The finest Early Renaissance municipal building is the picturesque
guild hall at Exeter, with its richly ornamented front projecting over
the pavement and carried on arches. The market-house at Rothwell is a
beautifully designed building erected by Sir Thomas Tresham in 1577.
Being a Recusant, he was much persecuted for his religion, and never
succeeded in finishing the work. We give an illustration of the quaint
little market-house at Wymondham, with its open space beneath, and the
upper storey supported by stout posts and brackets. It is entirely
built of timber and plaster. Stout posts support the upper floor,
beneath which is a covered market. The upper chamber is reached by a
quaint rude wooden staircase. Chipping Campden can boast of a handsome
oblong market-house, built of stone, having five arches with three
gables on the long sides, and two arches with gables over each on the
short sides. There are mullioned windows under each gable.
[Illustration: Guild Mark and Date on doorway, Burford, Oxon]

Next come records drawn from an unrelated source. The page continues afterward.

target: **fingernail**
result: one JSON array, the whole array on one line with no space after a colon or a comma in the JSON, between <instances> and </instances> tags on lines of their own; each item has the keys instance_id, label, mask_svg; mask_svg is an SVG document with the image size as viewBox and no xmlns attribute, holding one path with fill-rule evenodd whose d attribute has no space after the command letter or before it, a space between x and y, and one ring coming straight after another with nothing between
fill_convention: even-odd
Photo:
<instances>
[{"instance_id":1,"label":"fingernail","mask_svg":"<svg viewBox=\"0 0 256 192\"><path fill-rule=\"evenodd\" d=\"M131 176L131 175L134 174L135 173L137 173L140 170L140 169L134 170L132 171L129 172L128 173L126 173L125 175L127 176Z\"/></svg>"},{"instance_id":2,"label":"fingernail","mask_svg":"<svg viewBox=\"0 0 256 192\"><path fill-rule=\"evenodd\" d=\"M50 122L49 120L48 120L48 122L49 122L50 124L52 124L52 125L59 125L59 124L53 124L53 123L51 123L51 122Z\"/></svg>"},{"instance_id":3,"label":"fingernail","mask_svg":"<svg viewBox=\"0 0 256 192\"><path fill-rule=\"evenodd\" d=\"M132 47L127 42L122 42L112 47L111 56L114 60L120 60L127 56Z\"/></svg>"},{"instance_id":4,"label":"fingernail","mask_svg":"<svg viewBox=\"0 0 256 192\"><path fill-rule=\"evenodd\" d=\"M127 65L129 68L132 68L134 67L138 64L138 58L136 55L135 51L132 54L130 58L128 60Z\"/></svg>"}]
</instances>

The city of Salisbury could at one time boast of several halls of the
old guilds which flourished there. There was a charming island of old
houses near the cattle-market, which have all disappeared. They were
most picturesque and interesting buildings, and we regret to have to
record that new half-timbered structures have been erected in their
place with sham beams, and boards nailed on to the walls to represent
beams, one of the monstrosities of modern architectural art. The old
Joiners' Hall has happily been saved by the National Trust. It has a
very attractive sixteenth-century facade, though the interior has been
much altered. Until the early years of the nineteenth century it was
the hall of the guild or company of the joiners of the city of New
Sarum.
Such are some of the old municipal buildings of England. There are
many others which might have been mentioned. It is a sad pity that so
many have disappeared and been replaced by modern and uninteresting
structures. If a new town hall be required in order to keep pace with
the increasing dignity of an important borough, the Corporation can at
least preserve their ancient municipal hall which has so long watched
over the fortunes of the town and shared in its joys and sorrows, and
seek a fresh site for their new home without destroying the old.